Weekly status #128


Weekly status for the week of the 9th December to the 15th of December.

Introduction

This past week’s LXD focus was still on the initial VM feature and its associated storage layer re-work.

It was also a deadline for a number of contributions coming from students at the University of Texas in Austin. Many of those contributions are still under work/review but some got merged this week. This includes laying the ground work required for LXD to use nftables firewall, support for abstracting cgroup v1/v2 and a new way to track external processes (such as dnsmasq and forkprox).

On the VM front two security improvements have been added; firstly the VM processes on the host are now chrooted to their own directory, and secondly they are run as a non-root user.
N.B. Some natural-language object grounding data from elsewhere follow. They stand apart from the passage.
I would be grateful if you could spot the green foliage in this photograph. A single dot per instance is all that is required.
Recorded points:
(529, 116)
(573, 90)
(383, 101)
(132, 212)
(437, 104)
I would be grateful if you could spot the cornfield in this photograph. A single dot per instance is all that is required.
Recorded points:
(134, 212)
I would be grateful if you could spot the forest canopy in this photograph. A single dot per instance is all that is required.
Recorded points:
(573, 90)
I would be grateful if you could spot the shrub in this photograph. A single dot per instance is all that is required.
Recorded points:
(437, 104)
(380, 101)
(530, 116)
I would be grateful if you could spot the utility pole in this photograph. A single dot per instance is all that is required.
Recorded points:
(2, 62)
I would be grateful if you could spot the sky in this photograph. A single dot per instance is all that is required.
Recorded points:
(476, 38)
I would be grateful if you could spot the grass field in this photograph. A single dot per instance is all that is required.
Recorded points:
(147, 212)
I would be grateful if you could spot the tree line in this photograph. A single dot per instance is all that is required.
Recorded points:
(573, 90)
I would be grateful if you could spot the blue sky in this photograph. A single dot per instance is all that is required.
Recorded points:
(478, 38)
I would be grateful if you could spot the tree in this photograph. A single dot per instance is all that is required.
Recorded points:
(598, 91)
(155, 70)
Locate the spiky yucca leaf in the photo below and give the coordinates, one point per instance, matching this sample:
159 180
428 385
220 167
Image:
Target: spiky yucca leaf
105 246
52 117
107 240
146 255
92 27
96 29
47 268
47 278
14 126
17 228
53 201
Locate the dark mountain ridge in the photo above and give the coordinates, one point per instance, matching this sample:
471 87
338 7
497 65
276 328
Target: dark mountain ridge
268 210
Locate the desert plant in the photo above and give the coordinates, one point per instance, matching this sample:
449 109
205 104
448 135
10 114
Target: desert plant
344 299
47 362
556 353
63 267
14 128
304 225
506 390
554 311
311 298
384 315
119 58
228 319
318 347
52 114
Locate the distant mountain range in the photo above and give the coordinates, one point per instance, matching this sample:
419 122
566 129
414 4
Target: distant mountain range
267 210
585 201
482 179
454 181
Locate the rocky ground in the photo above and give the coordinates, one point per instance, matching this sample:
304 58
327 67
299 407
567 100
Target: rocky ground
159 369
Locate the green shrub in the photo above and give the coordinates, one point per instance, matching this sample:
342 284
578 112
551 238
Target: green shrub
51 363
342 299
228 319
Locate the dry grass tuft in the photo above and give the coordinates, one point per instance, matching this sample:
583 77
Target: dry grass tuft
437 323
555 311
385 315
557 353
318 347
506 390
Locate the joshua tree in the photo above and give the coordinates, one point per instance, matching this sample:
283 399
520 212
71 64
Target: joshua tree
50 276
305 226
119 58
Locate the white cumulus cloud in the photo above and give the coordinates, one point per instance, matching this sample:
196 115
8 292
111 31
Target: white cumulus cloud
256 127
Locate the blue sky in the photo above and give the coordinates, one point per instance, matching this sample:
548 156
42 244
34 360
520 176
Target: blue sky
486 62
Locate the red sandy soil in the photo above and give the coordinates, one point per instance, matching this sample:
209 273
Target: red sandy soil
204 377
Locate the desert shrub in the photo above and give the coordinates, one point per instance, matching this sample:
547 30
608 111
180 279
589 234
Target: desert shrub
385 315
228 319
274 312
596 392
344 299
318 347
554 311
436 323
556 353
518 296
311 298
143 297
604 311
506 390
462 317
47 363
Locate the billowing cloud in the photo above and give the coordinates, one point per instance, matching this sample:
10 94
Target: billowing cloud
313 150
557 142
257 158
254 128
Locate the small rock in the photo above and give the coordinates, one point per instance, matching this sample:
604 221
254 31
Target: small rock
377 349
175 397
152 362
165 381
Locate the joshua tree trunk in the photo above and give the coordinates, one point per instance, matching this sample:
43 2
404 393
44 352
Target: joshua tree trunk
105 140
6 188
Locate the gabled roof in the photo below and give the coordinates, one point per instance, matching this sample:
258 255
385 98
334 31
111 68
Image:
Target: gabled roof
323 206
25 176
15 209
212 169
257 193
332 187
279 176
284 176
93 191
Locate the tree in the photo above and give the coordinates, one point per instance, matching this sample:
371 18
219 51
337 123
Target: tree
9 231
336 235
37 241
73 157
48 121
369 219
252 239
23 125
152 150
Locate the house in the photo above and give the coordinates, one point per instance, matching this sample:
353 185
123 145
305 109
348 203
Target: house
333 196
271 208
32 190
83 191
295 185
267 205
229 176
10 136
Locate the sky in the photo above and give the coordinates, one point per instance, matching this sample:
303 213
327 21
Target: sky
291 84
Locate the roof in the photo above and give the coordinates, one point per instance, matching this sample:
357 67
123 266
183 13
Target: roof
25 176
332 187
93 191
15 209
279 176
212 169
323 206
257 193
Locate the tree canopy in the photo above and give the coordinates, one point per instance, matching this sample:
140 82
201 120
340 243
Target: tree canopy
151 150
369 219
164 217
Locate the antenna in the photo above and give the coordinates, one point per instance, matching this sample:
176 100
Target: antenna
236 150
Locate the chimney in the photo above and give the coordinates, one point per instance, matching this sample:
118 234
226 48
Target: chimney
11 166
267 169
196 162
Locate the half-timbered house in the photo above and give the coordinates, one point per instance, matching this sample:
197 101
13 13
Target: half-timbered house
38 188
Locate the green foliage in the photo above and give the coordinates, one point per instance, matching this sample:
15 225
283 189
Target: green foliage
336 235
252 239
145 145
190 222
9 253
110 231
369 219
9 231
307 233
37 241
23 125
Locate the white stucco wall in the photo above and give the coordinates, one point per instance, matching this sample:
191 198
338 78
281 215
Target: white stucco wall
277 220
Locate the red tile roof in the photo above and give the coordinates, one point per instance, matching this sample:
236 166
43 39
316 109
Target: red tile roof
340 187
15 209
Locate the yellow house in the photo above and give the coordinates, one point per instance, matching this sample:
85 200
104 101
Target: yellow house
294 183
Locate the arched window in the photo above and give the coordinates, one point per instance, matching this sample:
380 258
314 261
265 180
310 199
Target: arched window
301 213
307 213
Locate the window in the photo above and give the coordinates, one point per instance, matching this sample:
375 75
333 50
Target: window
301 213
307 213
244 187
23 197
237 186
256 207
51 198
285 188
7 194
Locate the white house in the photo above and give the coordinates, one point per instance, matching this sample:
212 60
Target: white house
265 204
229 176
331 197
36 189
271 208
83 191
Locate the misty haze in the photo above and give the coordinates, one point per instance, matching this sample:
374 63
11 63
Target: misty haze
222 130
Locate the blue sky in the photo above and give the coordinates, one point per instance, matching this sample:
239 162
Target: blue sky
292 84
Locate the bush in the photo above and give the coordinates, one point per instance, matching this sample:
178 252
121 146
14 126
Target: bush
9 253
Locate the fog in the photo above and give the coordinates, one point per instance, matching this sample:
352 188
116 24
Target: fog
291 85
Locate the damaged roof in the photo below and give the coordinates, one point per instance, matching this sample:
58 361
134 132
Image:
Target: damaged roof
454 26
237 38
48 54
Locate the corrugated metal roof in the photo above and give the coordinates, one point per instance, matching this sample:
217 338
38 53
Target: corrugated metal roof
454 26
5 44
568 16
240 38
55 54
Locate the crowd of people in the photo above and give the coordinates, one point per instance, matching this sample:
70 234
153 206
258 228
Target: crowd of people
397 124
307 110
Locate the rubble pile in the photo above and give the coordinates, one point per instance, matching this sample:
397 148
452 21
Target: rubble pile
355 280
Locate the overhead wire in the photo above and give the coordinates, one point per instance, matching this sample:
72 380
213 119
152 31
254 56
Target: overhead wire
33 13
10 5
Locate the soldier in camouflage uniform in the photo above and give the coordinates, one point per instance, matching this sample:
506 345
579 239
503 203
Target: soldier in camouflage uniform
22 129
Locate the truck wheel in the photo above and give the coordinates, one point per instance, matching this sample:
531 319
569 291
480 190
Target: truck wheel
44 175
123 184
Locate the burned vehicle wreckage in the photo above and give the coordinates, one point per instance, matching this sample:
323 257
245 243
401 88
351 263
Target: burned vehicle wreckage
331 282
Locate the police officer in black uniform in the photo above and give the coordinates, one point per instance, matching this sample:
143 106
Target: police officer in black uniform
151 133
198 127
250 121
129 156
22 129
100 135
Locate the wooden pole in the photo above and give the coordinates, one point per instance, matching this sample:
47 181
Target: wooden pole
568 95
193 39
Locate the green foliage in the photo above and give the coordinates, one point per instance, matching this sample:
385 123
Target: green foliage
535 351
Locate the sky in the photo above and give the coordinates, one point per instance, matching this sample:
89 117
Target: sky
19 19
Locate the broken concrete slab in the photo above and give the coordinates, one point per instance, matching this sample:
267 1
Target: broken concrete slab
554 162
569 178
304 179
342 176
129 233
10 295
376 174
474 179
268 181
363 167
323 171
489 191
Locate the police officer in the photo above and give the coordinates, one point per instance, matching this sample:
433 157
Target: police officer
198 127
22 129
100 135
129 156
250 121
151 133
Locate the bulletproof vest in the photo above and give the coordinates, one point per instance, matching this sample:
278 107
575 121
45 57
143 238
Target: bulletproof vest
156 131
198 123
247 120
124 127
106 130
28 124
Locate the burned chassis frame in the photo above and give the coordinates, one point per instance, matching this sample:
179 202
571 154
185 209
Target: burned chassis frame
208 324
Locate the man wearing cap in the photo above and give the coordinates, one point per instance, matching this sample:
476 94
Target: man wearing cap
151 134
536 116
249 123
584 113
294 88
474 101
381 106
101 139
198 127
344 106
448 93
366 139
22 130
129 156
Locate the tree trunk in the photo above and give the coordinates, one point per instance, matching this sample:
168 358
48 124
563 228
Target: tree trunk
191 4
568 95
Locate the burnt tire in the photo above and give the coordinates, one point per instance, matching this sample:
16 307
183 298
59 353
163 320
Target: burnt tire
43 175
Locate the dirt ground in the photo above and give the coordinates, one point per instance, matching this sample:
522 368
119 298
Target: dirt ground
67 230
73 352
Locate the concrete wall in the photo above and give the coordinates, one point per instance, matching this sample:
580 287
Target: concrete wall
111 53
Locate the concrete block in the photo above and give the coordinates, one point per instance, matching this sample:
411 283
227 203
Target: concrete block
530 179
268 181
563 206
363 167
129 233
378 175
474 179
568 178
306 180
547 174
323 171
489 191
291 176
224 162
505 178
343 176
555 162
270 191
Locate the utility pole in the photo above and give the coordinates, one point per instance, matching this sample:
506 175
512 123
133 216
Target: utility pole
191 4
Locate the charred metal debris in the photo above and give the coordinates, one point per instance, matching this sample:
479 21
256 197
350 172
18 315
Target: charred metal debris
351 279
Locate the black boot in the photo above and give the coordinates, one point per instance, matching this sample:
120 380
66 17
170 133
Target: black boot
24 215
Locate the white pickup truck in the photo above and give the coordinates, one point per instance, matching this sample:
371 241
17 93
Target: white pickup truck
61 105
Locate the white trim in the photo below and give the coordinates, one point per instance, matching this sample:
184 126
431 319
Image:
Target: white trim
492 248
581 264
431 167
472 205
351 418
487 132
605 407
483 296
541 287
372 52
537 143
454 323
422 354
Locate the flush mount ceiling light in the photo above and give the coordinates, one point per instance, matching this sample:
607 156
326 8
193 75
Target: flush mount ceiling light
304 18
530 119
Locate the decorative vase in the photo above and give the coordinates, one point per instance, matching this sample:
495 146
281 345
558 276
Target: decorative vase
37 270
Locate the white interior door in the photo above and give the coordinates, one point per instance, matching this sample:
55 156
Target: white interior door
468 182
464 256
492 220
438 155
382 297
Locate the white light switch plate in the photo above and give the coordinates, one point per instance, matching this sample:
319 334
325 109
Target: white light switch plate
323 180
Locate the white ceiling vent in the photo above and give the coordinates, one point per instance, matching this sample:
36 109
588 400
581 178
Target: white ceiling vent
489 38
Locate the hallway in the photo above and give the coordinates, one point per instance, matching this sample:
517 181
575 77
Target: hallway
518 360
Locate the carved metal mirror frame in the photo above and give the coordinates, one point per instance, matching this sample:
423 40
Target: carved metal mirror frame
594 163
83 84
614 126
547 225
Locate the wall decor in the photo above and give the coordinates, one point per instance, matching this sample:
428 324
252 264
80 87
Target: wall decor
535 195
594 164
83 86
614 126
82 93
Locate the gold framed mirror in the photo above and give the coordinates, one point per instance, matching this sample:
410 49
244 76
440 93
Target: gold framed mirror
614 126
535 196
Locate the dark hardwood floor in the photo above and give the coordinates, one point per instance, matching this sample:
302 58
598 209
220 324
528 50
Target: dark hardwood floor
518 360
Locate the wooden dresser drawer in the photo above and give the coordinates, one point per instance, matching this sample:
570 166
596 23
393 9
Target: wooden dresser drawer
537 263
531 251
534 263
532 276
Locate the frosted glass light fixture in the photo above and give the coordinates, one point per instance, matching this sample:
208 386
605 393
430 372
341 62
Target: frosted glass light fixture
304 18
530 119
We have also ensured that the 9p share inside the VM that is used by the lxd-agent is mounted in such a way that prevents non-root users in the VM from accessing the share files (as it contains a private TLS key identifying the VM that will be used when communicating with the host).

On the storage front, the directory and cephfs drivers are now finished, the btrfs driver is undergoing review and we are continuing to work on porting the other storage drivers to the new framework.

On the LXC front, works has continued on refactoring the cgroup management functionality as we work towards cgroup2 support.

Contribute to LXD

Ever wanted to contribute to LXD but not sure where to start?
We’ve recently gone through some effort to properly tag issues suitable for new contributors on Github: https://github.com/lxc/lxd/labels/Easy

You can also find a slightly longer, more detailed list here: Contributing to LXD

FOSDEM 2020 - containers devroom

We will once again be running the containers devroom at the upcoming FOSDEM conference in Brussels, Belgium. This year it’s going to be over the weekend of the 1st and 2nd of February.

The detailed call for papers can be found here: FOSDEM 2020 containers devroom: Call for papers

Upcoming events

Ongoing projects

The list below is feature or refactoring work which will span several weeks/months and can’t be tied directly to a single Github issue or pull request.

  • Virtual machine support
  • Rework of internal LXD storage handling
  • Distrobuilder virtual machine support
  • Various kernel work
  • Stable release work for LXC, LXCFS and LXD

Upstream changes

The items listed below are highlights of the work which happened upstream over the past week and which will be included in the next release.

LXD

LXC

LXCFS

  • Nothing to report this week

Distrobuilder

  • Nothing to report this week

Distribution work

This section is used to track the work done in downstream Linux distributions to ship the latest LXC, LXD and LXCFS as well as work to get various software to work properly inside containers.

Ubuntu

  • Nothing to report this week

Snap

  • Nothing to report this week

When the next version of LXD with nictype=routed will be released?

Hi, this will be in LXD 3.19, its already merged and in the edge snap if you want to try it early (although the edge has schema changes so don’t roll it out to a production system yet).

We were initially hoping to release LXD 3.19 by the end of the year, but given most of the LXD team will be off for the next two weeks and 3.19 has a LOT of changes, we figured waiting until early next year when we’re all around to handle any upgrade issues is probably a better bet.

If you have a test system you want to try things on, the edge channel is a good way to see what’s coming. Do note however that given we have done a number of database changes, you will not be able to move from edge back to stable until the day we release 3.19, so using a separate system is recommended.

This is actually what I was talking about when requesting 1.18.1.
Newer release has lots of changes and hopefully will not break older functionality.

I would like to suggest LizardFS would make a useful shared storage driver. It’s like Ceph but much easier to setup for the layman. (Like me!) You can literally run LizardFS on anything, in containers, (LXD), on R-Pi, …

I’m thinking it could be good choice for small scale live migration situations.

If I had the code ability I would like to look into this myself if it were feasible but I’m a bit of a newby, only cobbled together bits of python before and not delved into GoLang. My day job is Networking and Infra so I’m not a natural coder!.

For the record, OpenNebula has the ability to use LizardFS as a datastore backend for VM’s so I think it should be possible.